Quintel hosting transition workshop

Posted: October 28, 2013 - 3:12pm

United Way of Central Arkansas and partnering agencies will learn in a three-day workshop with Scot Quintel how to transition to the Worldwide United Way’s recently released Community Impact Model.

“This is an exciting transitional time for United Way both at the national and local level,” said Maret Cahill, United Way of Central Arkansas executive director. “We are very happy to welcome Scot to help us navigate through the model transition. It will be a great time to educate not only ourselves and our board but our partnering agencies as well. We all need to go through this change together.”

Quintel, of Richmond, Ind., has won recognitions through his work with United Way.

He is acting president of United Way of Whitewater and is credited with organizing the most successful United Way fundraising campaigns in the past decade.

“It is an honor to be asked to be part of the work United Way of Central Arkansas is doing to serve Faulkner and Perry Counties. United Ways have a long history of serving their communities through fundraising and funding programs,” said Quintel. “Our discussions this week will be focused on how this United Way can do even more to serve its friends and neighbors.”

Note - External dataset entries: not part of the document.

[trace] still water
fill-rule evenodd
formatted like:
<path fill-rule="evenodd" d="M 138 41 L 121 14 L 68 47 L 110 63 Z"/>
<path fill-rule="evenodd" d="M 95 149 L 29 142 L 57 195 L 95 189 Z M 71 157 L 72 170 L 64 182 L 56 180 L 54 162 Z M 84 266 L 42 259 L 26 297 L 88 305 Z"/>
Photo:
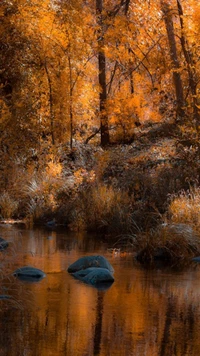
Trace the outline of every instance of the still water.
<path fill-rule="evenodd" d="M 0 255 L 0 355 L 200 355 L 200 269 L 146 270 L 130 254 L 65 231 L 1 226 L 10 241 Z M 106 291 L 73 279 L 79 257 L 104 255 L 115 269 Z M 37 283 L 15 279 L 25 265 L 42 269 Z"/>

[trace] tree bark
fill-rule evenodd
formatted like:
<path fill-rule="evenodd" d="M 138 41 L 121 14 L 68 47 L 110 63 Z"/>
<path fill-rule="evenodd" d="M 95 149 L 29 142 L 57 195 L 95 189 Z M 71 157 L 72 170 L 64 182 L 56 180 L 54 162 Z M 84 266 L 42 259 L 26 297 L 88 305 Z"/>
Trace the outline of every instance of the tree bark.
<path fill-rule="evenodd" d="M 176 91 L 176 101 L 177 101 L 177 118 L 183 118 L 184 112 L 184 95 L 183 95 L 183 84 L 180 76 L 180 63 L 177 54 L 176 40 L 174 34 L 174 24 L 172 19 L 172 13 L 168 4 L 168 1 L 161 0 L 161 9 L 164 15 L 165 27 L 167 31 L 167 37 L 170 48 L 170 58 L 173 66 L 173 81 Z"/>
<path fill-rule="evenodd" d="M 69 120 L 70 120 L 70 148 L 73 148 L 73 83 L 71 58 L 68 56 L 69 64 Z"/>
<path fill-rule="evenodd" d="M 124 6 L 124 12 L 125 12 L 125 15 L 128 14 L 128 11 L 129 11 L 129 5 L 130 5 L 130 0 L 126 0 L 125 1 L 125 6 Z"/>
<path fill-rule="evenodd" d="M 183 8 L 181 5 L 181 0 L 177 0 L 178 14 L 181 26 L 181 47 L 183 50 L 183 54 L 187 63 L 188 77 L 189 77 L 189 89 L 192 93 L 192 101 L 193 101 L 193 114 L 196 122 L 196 128 L 199 131 L 200 125 L 200 113 L 198 109 L 197 102 L 197 84 L 198 84 L 198 76 L 196 73 L 195 62 L 193 59 L 193 53 L 189 48 L 188 41 L 184 35 L 184 22 L 183 22 Z"/>
<path fill-rule="evenodd" d="M 130 6 L 130 0 L 126 0 L 125 4 L 124 4 L 124 14 L 126 16 L 126 18 L 128 19 L 128 12 L 129 12 L 129 6 Z M 131 55 L 131 49 L 130 47 L 128 48 L 128 53 L 129 56 Z M 133 63 L 132 60 L 129 58 L 128 61 L 128 67 L 129 67 L 129 80 L 130 80 L 130 93 L 134 94 L 134 80 L 133 80 Z"/>
<path fill-rule="evenodd" d="M 108 116 L 106 113 L 106 56 L 104 52 L 104 26 L 103 26 L 103 1 L 96 0 L 96 15 L 98 24 L 98 80 L 100 86 L 99 94 L 99 111 L 100 111 L 100 127 L 101 127 L 101 145 L 106 146 L 110 142 Z"/>
<path fill-rule="evenodd" d="M 51 143 L 52 143 L 52 145 L 55 145 L 52 83 L 51 83 L 51 78 L 50 78 L 49 69 L 48 69 L 46 60 L 44 62 L 44 69 L 45 69 L 45 73 L 47 76 L 47 82 L 48 82 L 48 86 L 49 86 L 49 115 L 50 115 Z"/>

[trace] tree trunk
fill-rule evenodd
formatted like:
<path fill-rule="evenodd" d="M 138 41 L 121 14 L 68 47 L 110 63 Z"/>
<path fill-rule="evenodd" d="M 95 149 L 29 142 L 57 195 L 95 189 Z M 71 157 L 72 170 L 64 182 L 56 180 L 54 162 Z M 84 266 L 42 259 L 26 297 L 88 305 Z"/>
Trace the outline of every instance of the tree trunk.
<path fill-rule="evenodd" d="M 129 11 L 129 5 L 130 5 L 130 0 L 126 0 L 125 7 L 124 7 L 124 11 L 125 11 L 126 15 L 128 14 L 128 11 Z"/>
<path fill-rule="evenodd" d="M 47 82 L 49 86 L 49 115 L 50 115 L 50 133 L 51 133 L 51 143 L 55 145 L 55 136 L 54 136 L 54 112 L 53 112 L 53 94 L 52 94 L 52 83 L 48 70 L 46 61 L 44 62 L 44 69 L 47 76 Z"/>
<path fill-rule="evenodd" d="M 126 0 L 125 7 L 124 7 L 124 14 L 127 19 L 128 19 L 129 5 L 130 5 L 130 0 Z M 134 80 L 133 80 L 133 70 L 132 70 L 133 63 L 132 60 L 130 59 L 131 56 L 130 47 L 128 48 L 128 53 L 129 53 L 128 67 L 129 67 L 130 93 L 134 94 Z"/>
<path fill-rule="evenodd" d="M 100 110 L 100 120 L 101 120 L 101 145 L 106 146 L 110 142 L 109 128 L 108 128 L 108 117 L 106 113 L 106 57 L 104 52 L 104 29 L 103 29 L 103 1 L 96 0 L 96 15 L 98 24 L 98 79 L 100 86 L 99 94 L 99 110 Z"/>
<path fill-rule="evenodd" d="M 73 83 L 71 58 L 68 56 L 69 64 L 69 120 L 70 120 L 70 148 L 73 148 Z"/>
<path fill-rule="evenodd" d="M 196 128 L 198 130 L 200 125 L 200 113 L 198 109 L 198 102 L 197 102 L 197 84 L 198 84 L 198 77 L 196 73 L 195 63 L 193 60 L 193 54 L 189 48 L 188 41 L 184 35 L 184 23 L 183 23 L 183 9 L 181 5 L 181 1 L 177 0 L 178 6 L 178 14 L 181 26 L 181 46 L 183 50 L 183 54 L 187 63 L 187 70 L 188 70 L 188 77 L 189 77 L 189 88 L 192 93 L 192 101 L 193 101 L 193 114 L 194 119 L 196 122 Z"/>
<path fill-rule="evenodd" d="M 183 84 L 180 76 L 180 63 L 177 54 L 176 40 L 174 34 L 174 24 L 172 19 L 171 10 L 169 4 L 166 0 L 161 0 L 161 9 L 164 15 L 164 21 L 168 36 L 169 48 L 170 48 L 170 58 L 173 66 L 173 81 L 176 91 L 176 101 L 177 101 L 177 118 L 184 117 L 184 95 L 183 95 Z"/>

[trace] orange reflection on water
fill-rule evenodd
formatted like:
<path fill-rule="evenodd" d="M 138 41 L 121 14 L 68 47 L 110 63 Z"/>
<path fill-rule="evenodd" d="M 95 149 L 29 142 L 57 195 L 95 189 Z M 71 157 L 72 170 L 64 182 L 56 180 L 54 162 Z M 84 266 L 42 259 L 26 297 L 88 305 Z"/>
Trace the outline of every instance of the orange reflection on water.
<path fill-rule="evenodd" d="M 182 272 L 148 271 L 131 255 L 116 258 L 105 246 L 91 245 L 87 238 L 84 242 L 83 237 L 55 232 L 48 237 L 44 232 L 30 236 L 23 231 L 15 265 L 34 265 L 47 276 L 34 284 L 12 281 L 8 292 L 15 301 L 19 299 L 19 305 L 0 301 L 0 354 L 200 354 L 198 267 Z M 115 282 L 107 291 L 67 273 L 68 265 L 77 258 L 97 252 L 115 268 Z"/>

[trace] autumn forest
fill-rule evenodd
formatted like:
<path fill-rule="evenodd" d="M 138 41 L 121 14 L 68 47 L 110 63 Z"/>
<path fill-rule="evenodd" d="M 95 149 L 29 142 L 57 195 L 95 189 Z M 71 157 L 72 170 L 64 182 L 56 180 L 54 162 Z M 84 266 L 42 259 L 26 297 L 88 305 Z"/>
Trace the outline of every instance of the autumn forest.
<path fill-rule="evenodd" d="M 2 219 L 200 229 L 198 0 L 2 0 Z"/>

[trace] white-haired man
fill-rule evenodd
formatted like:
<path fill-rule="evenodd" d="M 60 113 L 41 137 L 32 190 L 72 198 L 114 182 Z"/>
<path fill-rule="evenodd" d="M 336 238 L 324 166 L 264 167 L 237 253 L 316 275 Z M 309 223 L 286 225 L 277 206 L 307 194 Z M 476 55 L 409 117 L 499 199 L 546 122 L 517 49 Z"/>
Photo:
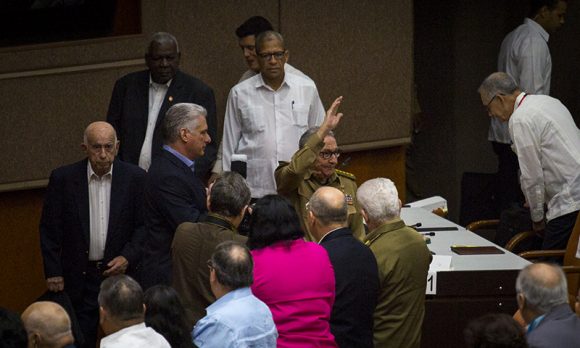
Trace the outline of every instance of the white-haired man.
<path fill-rule="evenodd" d="M 357 196 L 370 231 L 364 242 L 379 267 L 375 347 L 419 347 L 431 253 L 423 237 L 399 217 L 401 201 L 391 180 L 366 181 Z"/>
<path fill-rule="evenodd" d="M 560 267 L 527 266 L 518 275 L 516 292 L 530 347 L 580 347 L 580 318 L 568 304 L 568 284 Z"/>

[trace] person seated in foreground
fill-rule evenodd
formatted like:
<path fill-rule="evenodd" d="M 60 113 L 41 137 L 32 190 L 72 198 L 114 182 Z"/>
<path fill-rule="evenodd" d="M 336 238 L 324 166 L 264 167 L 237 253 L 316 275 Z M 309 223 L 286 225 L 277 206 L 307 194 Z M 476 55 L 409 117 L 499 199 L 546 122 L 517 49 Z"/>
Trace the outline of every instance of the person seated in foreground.
<path fill-rule="evenodd" d="M 70 318 L 55 302 L 34 302 L 22 313 L 22 322 L 29 347 L 74 347 Z"/>
<path fill-rule="evenodd" d="M 170 348 L 155 330 L 145 326 L 143 290 L 131 277 L 105 279 L 99 292 L 99 322 L 106 337 L 101 348 Z"/>
<path fill-rule="evenodd" d="M 518 307 L 530 347 L 580 347 L 580 318 L 568 304 L 566 275 L 557 265 L 535 263 L 516 280 Z"/>
<path fill-rule="evenodd" d="M 234 241 L 220 243 L 207 265 L 217 301 L 195 325 L 194 344 L 200 348 L 276 347 L 272 313 L 250 290 L 254 264 L 248 248 Z"/>
<path fill-rule="evenodd" d="M 175 289 L 155 285 L 144 296 L 145 325 L 163 335 L 172 348 L 192 348 L 191 326 Z"/>
<path fill-rule="evenodd" d="M 336 347 L 330 332 L 335 280 L 326 250 L 304 240 L 296 211 L 285 198 L 256 202 L 248 246 L 254 258 L 252 292 L 278 328 L 278 347 Z"/>
<path fill-rule="evenodd" d="M 486 314 L 464 331 L 467 348 L 527 348 L 523 328 L 507 314 Z"/>

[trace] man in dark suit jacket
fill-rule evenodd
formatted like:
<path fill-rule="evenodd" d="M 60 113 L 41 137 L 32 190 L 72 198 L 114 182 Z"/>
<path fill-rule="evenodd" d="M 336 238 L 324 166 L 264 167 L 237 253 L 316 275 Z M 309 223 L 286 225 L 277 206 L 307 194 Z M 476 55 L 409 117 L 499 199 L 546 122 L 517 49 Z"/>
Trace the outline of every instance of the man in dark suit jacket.
<path fill-rule="evenodd" d="M 172 106 L 163 120 L 163 151 L 155 157 L 145 187 L 142 286 L 171 285 L 171 242 L 183 222 L 197 222 L 207 212 L 205 187 L 194 174 L 195 162 L 211 138 L 206 110 L 196 104 Z"/>
<path fill-rule="evenodd" d="M 354 238 L 340 190 L 323 186 L 308 204 L 308 227 L 328 252 L 336 278 L 330 331 L 339 347 L 373 347 L 373 313 L 379 274 L 372 251 Z"/>
<path fill-rule="evenodd" d="M 115 83 L 107 121 L 117 130 L 119 158 L 148 170 L 161 153 L 161 125 L 167 110 L 177 103 L 195 103 L 207 110 L 209 135 L 217 139 L 216 106 L 213 91 L 201 80 L 181 72 L 179 45 L 169 33 L 153 35 L 145 62 L 148 70 L 128 74 Z M 216 142 L 217 143 L 217 142 Z M 203 180 L 216 158 L 216 143 L 195 164 Z"/>
<path fill-rule="evenodd" d="M 103 276 L 134 274 L 139 264 L 146 173 L 115 160 L 119 142 L 106 122 L 87 127 L 82 147 L 87 159 L 50 176 L 40 242 L 48 289 L 66 291 L 94 348 Z"/>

The Worldwide model encourages local United Ways to address the specific needs of the community and to transition from a fundraising organization to an organization that directly impacts the community.

The change will direct United Way to invest in strategies for community change and focus on community outcomes.

The three-day workshop began Tuesday and will run through Thursday and will cover the model Community Impact Strategy.

Quintel presented the new strategy to the public Tuesday at the Conway Area Chamber of Commerce.

Quintel, the United Way board, and partnering agencies will further discuss the future of UWCA Thursday and work to develop communication to agencies and timelines for the new strategy’s implementation.

The UWCA funds programs for about 20 local area non-profits.

Over the past decade, needs for United Way services have increased to more than $1 million, according to United Way.

The group’s goal is to add donors to meet the need.

The donations support 35 programs in 19 member agencies.

The programs focus their efforts to provide sustainable impact on education, income or health.